Smart meters are gas or electricity meters which enable two-way communication between the meter at the property where it is installed and the energy supplier. They bring significant benefits to customers and the environment by providing customers with greater transparency regarding their energy consumption in real time, facilitating switching onto cheaper tariffs and encouraging efficient energy use, with the aim of lowering carbon emissions and developing the “smart grid”.
First generation smart meters, or SMETS1 meters, can only communicate with the particular operating system used by the customer’s energy supplier. This means that when customers switch energy supplier, they may lose smart functionality. Second generation smart meters – SMETS2 – all communicate via a single operating system administered via DCC. The universal communications system means that’s SMETS2 meters will be interoperable meaning that customers can switch energy supplier without losing smart functionality and take advantage of innovative services provided by third parties.
It is a central part of BEIS’ smart meter programme to ensure a transition from SMETS1 to SMETS2 meters. Alternatively, SMETS1 meters may be “enrolled” so that they communicate via the DCC single operating system, thus functioning as if they were SMETS2.

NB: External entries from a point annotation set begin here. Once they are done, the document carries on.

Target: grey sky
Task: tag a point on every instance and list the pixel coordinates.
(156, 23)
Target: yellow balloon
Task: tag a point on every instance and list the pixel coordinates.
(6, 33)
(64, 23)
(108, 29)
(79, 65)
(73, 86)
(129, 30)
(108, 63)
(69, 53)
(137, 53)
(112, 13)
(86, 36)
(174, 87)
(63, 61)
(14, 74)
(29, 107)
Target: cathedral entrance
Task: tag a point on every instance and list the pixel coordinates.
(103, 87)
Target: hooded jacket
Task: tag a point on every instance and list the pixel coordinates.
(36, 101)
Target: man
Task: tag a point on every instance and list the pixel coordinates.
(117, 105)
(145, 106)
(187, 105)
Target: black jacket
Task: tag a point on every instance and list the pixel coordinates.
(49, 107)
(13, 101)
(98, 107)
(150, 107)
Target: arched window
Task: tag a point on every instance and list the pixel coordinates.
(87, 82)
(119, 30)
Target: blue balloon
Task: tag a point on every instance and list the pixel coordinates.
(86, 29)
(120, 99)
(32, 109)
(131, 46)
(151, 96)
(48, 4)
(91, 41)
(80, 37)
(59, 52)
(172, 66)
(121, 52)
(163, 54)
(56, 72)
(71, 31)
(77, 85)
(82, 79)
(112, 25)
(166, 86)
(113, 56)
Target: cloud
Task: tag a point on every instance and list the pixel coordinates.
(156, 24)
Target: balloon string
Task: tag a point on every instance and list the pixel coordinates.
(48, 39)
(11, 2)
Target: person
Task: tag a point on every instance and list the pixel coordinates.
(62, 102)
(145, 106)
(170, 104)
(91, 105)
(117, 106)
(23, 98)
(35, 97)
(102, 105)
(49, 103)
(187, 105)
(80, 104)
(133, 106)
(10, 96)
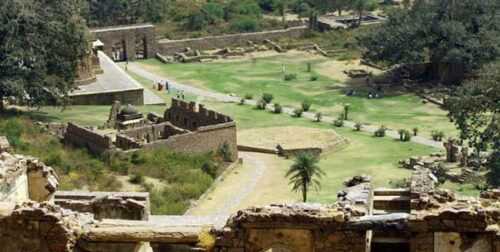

Utilita, an energy supplier, challenged three decisions within the smart meter programme on number of grounds ranging from irrationality, breach of A1P1, and breaches of environmental impact assessment duties, the public equality duty and statutory obligations in the Electricity Act and Gas Act. The first decision was the licence obligation for energy suppliers to “enrol” their SMETS1 metres with the single operating system or else to replace them with SMETS2 meters by the end of 2020. The second decision was that any SMETS1 meters installed after 15 March 2019 would no longer count towards an energy supplier’s smart meter “roll-out” duty. The claim for judicial review of both decisions was dismissed on all grounds. Lewis J held that there was nothing irrational, illogical or otherwise unlawful in the Government’s approach, and the Secretary of State had complied with all applicable statutory obligations, including in relation to assessing environmental impact and the public sector equality duty.
Utilita sought permission to bring a third ground of challenge, relating to how BEIS performed its cost-benefit analysis when deciding that Utilita’s brand of SMETS1 meters ought to be enrolled in the DCC single operating system. Lewis J held that Utilita had “not begun to establish that the defendant had made any arguable public law error” so permission was refused.